Budget 2024: National Insurance cut was a missed opportunity for simplification

07 March 2024

Susan Ball, employment tax partner at RSM UK, responds to yesterday’s budget announcements on National Insurance:

With less than four weeks to go until the National Insurance Contribution (NIC) rate changes, employers will have their work cut out to implement this in time for April payroll runs. Last time changes were implemented businesses were given six weeks, and this was still a challenge for some. Taking the Easter holidays into account, employers may struggle to implement this change effectively. The legislation will need to be passed in a matter of days to enable them to meet new requirements. 

For employers, it’s advisable to issue communications to their workforces. These should inform employees about when they can expect the change to be applied. If employers outsource their payroll, we recommend employers check these changes are reflected in their employees’ payroll. Employers should also ensure that their payroll adjustments are robust if running their payroll internally. 

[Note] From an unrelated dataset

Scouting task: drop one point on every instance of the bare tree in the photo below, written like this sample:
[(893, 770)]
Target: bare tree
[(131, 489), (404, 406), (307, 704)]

National Insurance is calculated on a pay period basis, so capturing accurate information from employers is crucial so payroll can ensure payments are subject to NIC at the correct rate and time. Employers that don’t amend their payroll system in time will need to rectify this in subsequent pay periods, so employees receive the full benefit of the NIC cut. 

The Chancellor said in his Budget speech ‘If you get your income from having a job, you pay two types of tax – National Insurance Contributions and Income Tax. If you get it from other sources, you only pay one. This double taxation of work is unfair.’ Many tax advisers held their breath, thinking this just might be the start of an announcement on merging income tax and NIC, but they were quickly disappointed with what followed. The chancellor didn’t even align the rates for employees and the self-employed. 

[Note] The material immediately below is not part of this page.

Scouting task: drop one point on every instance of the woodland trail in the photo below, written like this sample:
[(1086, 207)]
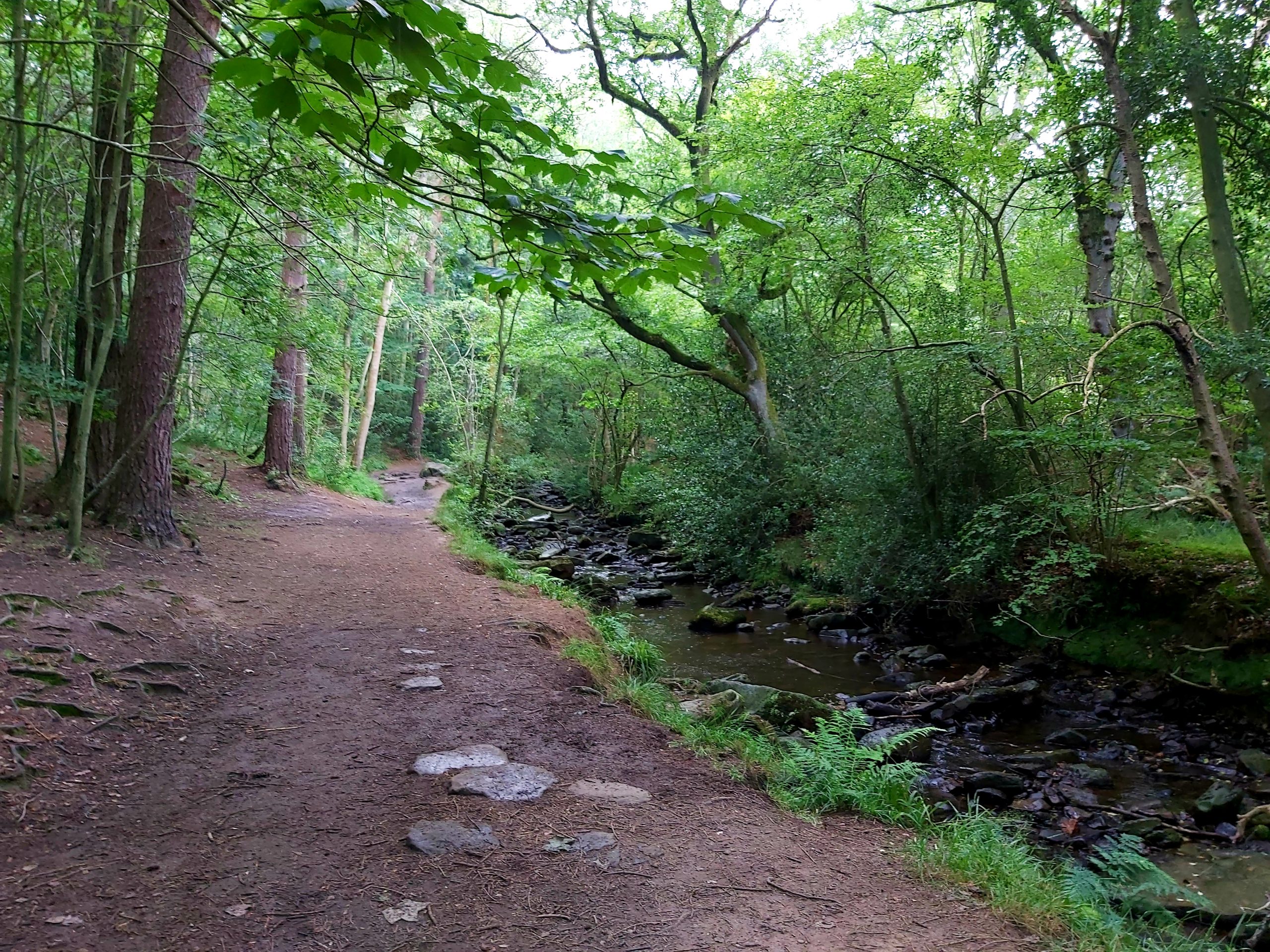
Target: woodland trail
[(267, 808)]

Differences between the two taxes has long been identified by many, including the OTS, as too complex. The case for merging income tax and NICs remains strong in terms of transparency, administrative simplicity and understanding. NIC is now the only tax with devolved governments that the chancellor can use to give a benefit across the board to all those in work. 

If the chancellor is going to move to one tax rate in future, we can expect to hear more on this soon, possibly Tax Administration and Maintenance Day on 18th April, or failing that a consultation over the summer. Either way, he will need to move swiftly to sign-off on any changes before the next general election.

One big question to answer is whether the devolved governments will retain the same control over their rates of income tax if National Insurance is removed or merged?

In addition to this, benefits such as the state pension are calculated based on National Insurance contributions that have been paid, so this will also need to be addressed. There are feasible solutions that involve legislative and administrative adjustments, so with careful consideration these challenges are not insurmountable.